Cuisine
Il y a cuisine et cuisine !
Je vous montre d'abord, celle du château.
Je l'aurai cru plus grande
vu le nombre de convives mais surtout en regard
du nombre de cuisiniers et commis
qu'il devait falloir.
C'est qu'on ne mangeait pas au 18ème siècle comme on
mange maintenant.
Je ne sais pas si, derrière les portes, d'autres pièces s'y trouvent.
Seulement, trois "potagers", trous dans lesquels on mettait des braises ...
... nos cuisinières à plusieurs feux.
Moules à tourtes, je suppose, qu'on dirait faits en terre brute.
On gardait les herbes dans une pièce à part et on venait les effeuiller
à la demande. On en utilisait beaucoup plus qu'à présent.

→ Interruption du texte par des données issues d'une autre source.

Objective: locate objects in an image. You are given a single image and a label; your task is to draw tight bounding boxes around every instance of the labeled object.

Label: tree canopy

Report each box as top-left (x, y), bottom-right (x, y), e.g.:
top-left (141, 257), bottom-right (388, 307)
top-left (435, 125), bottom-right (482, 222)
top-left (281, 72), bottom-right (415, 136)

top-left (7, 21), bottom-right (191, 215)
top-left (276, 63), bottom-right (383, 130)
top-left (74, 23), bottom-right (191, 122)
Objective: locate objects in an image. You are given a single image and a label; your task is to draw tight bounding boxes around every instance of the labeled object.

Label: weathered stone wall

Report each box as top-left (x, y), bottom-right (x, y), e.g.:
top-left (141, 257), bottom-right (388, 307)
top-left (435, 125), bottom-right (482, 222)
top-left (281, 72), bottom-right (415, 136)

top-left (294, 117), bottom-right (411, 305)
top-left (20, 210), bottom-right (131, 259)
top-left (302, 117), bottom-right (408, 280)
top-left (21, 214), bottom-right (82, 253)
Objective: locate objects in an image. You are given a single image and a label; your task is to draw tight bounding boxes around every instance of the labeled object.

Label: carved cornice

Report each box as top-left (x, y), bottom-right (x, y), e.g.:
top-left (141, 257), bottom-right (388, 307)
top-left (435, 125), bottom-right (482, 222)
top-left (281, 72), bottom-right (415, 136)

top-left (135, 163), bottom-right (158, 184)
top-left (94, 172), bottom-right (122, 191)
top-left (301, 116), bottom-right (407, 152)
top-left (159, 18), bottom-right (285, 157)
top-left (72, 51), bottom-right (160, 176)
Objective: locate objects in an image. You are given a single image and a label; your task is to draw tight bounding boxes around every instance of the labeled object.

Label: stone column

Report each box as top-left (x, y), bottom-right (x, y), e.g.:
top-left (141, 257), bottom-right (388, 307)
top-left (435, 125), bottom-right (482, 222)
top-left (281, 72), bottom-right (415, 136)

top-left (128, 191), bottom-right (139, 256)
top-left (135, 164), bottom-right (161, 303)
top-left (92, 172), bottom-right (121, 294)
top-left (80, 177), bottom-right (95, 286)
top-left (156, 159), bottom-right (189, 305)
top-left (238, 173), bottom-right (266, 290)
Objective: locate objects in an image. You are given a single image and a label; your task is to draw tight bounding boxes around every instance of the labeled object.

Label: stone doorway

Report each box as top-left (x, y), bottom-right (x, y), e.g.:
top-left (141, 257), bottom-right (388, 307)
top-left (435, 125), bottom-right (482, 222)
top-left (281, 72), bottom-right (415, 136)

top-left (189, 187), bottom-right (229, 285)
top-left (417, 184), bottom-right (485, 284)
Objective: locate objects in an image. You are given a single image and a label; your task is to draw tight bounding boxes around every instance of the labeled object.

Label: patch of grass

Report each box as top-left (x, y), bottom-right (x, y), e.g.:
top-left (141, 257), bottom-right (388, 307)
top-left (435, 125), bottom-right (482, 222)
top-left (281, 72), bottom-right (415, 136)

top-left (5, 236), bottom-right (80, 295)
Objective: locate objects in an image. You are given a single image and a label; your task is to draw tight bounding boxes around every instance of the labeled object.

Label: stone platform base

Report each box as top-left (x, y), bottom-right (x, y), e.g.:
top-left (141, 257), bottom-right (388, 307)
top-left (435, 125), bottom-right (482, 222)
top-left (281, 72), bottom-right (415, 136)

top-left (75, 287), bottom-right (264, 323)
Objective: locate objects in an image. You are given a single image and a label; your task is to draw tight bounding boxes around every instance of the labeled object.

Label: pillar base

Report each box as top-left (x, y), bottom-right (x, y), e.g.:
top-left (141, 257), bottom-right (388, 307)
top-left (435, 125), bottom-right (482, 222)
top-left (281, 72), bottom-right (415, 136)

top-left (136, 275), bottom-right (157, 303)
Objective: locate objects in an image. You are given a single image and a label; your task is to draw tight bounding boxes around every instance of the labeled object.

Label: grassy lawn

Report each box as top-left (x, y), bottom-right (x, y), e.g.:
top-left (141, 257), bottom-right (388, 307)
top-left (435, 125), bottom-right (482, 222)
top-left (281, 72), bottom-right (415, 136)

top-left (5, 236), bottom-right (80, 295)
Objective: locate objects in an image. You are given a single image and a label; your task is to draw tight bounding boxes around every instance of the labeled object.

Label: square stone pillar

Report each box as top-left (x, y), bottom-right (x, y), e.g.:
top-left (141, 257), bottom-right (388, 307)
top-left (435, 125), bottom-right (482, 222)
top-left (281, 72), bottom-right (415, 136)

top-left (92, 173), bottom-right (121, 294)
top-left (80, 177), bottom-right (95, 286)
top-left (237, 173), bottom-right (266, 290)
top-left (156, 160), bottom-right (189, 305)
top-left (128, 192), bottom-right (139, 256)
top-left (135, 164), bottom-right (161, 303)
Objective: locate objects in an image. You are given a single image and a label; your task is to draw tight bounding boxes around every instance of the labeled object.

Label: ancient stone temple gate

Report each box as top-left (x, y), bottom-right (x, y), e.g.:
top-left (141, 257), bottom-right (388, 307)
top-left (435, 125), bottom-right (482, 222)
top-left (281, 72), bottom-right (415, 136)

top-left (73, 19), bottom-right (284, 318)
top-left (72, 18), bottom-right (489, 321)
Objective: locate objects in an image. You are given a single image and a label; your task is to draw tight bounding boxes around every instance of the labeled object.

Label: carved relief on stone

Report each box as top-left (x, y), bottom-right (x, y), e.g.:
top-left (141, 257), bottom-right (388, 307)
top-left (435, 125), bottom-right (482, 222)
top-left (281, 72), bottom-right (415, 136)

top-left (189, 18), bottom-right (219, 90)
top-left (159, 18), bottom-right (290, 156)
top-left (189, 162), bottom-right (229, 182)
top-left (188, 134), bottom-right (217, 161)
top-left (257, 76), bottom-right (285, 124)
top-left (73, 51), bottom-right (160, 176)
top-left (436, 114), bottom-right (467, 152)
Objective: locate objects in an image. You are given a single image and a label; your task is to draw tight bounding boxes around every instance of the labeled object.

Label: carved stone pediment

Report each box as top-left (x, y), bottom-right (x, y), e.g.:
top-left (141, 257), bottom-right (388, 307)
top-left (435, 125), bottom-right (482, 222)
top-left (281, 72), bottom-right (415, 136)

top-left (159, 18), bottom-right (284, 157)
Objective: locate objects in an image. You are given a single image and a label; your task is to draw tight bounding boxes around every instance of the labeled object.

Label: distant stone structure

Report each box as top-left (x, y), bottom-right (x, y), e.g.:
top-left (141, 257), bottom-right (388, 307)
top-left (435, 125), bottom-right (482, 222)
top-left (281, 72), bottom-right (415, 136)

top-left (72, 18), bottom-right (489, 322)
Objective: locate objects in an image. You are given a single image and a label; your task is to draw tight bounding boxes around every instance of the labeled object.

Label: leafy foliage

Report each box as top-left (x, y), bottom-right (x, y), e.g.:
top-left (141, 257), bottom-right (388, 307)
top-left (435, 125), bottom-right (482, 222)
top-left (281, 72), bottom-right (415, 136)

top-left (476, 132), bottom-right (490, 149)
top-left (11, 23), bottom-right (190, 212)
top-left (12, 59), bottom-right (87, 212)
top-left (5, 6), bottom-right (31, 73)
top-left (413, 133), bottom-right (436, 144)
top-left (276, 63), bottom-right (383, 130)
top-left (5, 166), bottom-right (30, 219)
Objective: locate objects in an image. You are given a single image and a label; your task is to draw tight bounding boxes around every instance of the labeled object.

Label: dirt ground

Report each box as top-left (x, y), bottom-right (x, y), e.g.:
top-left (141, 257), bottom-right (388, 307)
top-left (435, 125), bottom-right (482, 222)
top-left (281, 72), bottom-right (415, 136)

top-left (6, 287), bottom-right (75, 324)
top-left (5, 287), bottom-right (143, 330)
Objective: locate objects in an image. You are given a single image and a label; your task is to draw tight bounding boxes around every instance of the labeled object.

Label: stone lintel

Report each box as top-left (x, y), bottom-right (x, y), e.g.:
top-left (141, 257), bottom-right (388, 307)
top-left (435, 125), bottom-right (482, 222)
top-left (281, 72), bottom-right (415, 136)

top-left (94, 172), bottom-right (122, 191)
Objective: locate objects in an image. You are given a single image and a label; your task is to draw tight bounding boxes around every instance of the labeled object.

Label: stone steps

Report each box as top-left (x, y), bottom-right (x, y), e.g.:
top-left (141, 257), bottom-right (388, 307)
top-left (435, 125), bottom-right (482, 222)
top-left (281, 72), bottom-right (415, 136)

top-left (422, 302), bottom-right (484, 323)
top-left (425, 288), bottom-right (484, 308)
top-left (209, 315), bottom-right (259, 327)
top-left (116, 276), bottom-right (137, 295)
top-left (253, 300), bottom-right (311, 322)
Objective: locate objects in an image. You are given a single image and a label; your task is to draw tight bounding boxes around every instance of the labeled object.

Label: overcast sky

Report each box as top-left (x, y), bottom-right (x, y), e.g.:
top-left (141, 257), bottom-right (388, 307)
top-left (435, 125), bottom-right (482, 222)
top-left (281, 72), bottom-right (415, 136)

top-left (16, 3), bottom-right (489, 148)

Les huiles, bien sûr. D'olive, sûrement.
Quelques herbes seulement.
Je ne me souviens pas de son nom. On y faisait mariner les viandes
si mes souvenirs sont bons.
Lotus vient de me donner le nom. Du sumac mais elle doute de
son emploi en marinade.
Après un petit tour sur le net, salée d'origine, elle servirait en touche finale
sur l'assiette comme on le fait pour le poivre.
La visite est terminée et nous allons rentrer déjeuner ...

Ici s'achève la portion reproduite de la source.